Friday night philosophy
This Friday night finds me a little unsettled. I suppose it's normal after six weeks overseas, where every day is an adventure, to find it difficult to settle back into the humdrum life we "have" to live. As I sit here, drink in hand, listening to Chopin try to soothe my troubled soul, my mind is distilling all the experiences we've had. I remember certain snapshots of certain moments; flying over the open spaces of the Northern Territory and wondering at the geological processes that formed some of the mountain ranges there; wondering at the thoughts of those men at Fort Canning who made the fateful decision to surrender to the Japanese; admiring the peaceful and ordered society in Singapore, and yet, in the knowledge that a young Australian had recently been hanged there. I wondered at his thoughts as he pondered his fate in Changi jail, just as so many other young Australian Prisoners of War had done a half century before in the same jail.

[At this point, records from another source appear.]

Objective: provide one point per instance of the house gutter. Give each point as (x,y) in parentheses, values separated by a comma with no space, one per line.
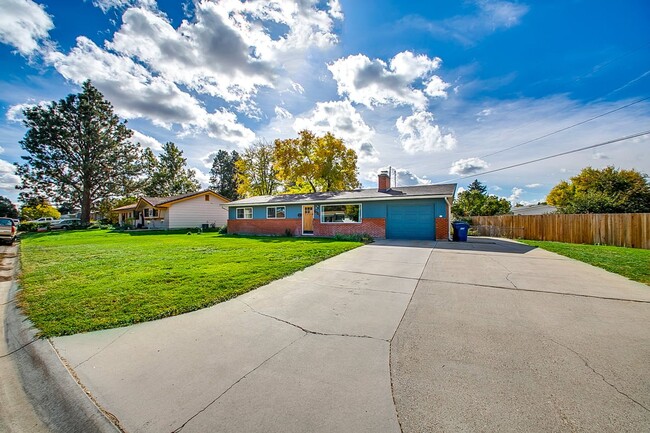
(448,218)
(347,200)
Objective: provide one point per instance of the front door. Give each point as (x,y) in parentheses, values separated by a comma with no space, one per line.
(308,219)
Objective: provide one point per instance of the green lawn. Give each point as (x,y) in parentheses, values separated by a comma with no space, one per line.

In a different country on the other side of the world I was to wonder, when I visited the War Cabinet Rooms, at different things. I was to wonder at the resilience and resourcefulness of the people from whom I am descended. I was to wonder at the Mother of all Parliaments, and the gift those men and women who fought so hard for it gave to the world. I was to wonder, at the tombs of Newton and Darwin, just what a huge debt the world owed these men And I was to contemplate the horror of the Holocaust when I visited the display at the Imperial War Museum. Just as my spirits soared at the genius of man, so did they plunge when I was reminded of his inhumanity to man.

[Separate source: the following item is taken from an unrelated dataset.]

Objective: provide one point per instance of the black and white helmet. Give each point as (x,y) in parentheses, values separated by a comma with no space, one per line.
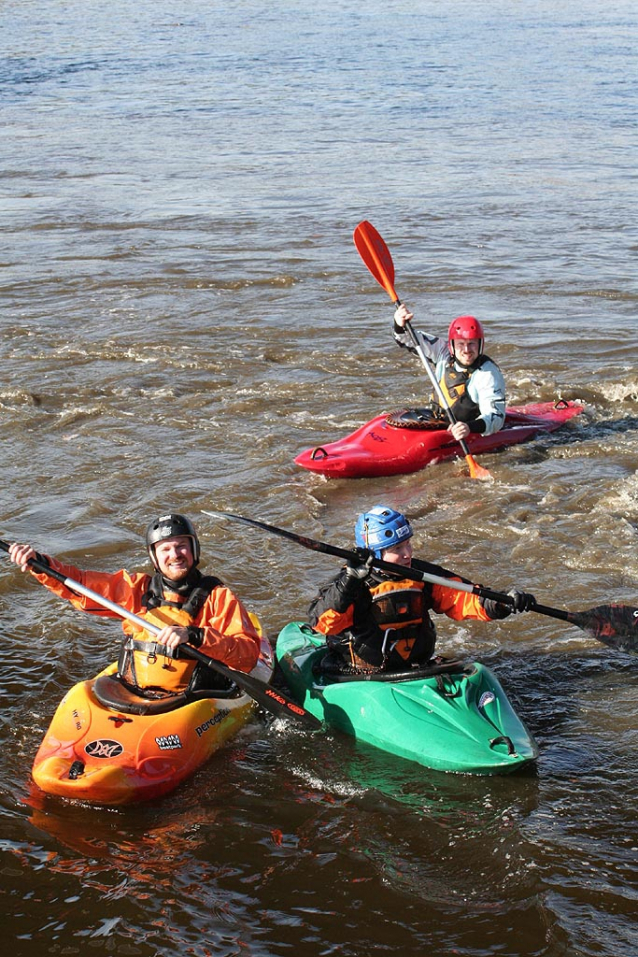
(168,526)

So, I must admit to being a bit unsettled about the human condition. On the one hand I pay homage to those who have taken mankind so far, and yet, as I contemplate this world we live in, I despair of those who would take us back to the jungle, and to the ignorance that our ancestors have struggled so heroically to overcome. Maybe Chopin has the answers. With some help from JW, of course.
Comments
Great thoughts, Snowy. I've just come home, too, and you know... I always have the same train of thought as I travel through some of the lesser-developed places on my trails.
What if I could swap places for a day with a local villager or a factory worker or a salaryman somewhere? What would my life be like? I'd never know of course, but I can make an educated guess that on balance, we'd all be happier in some ways and bloody uncomfortable in others.
But I do have one constant thought: that we all walk a certain path in this existence. We must let each one walk that path without hindrance or hassle. That's called respect.
No, but I saw a similar display at the old Sentosa Island museum. It's all very real and humbling to stand there and listen to the audio.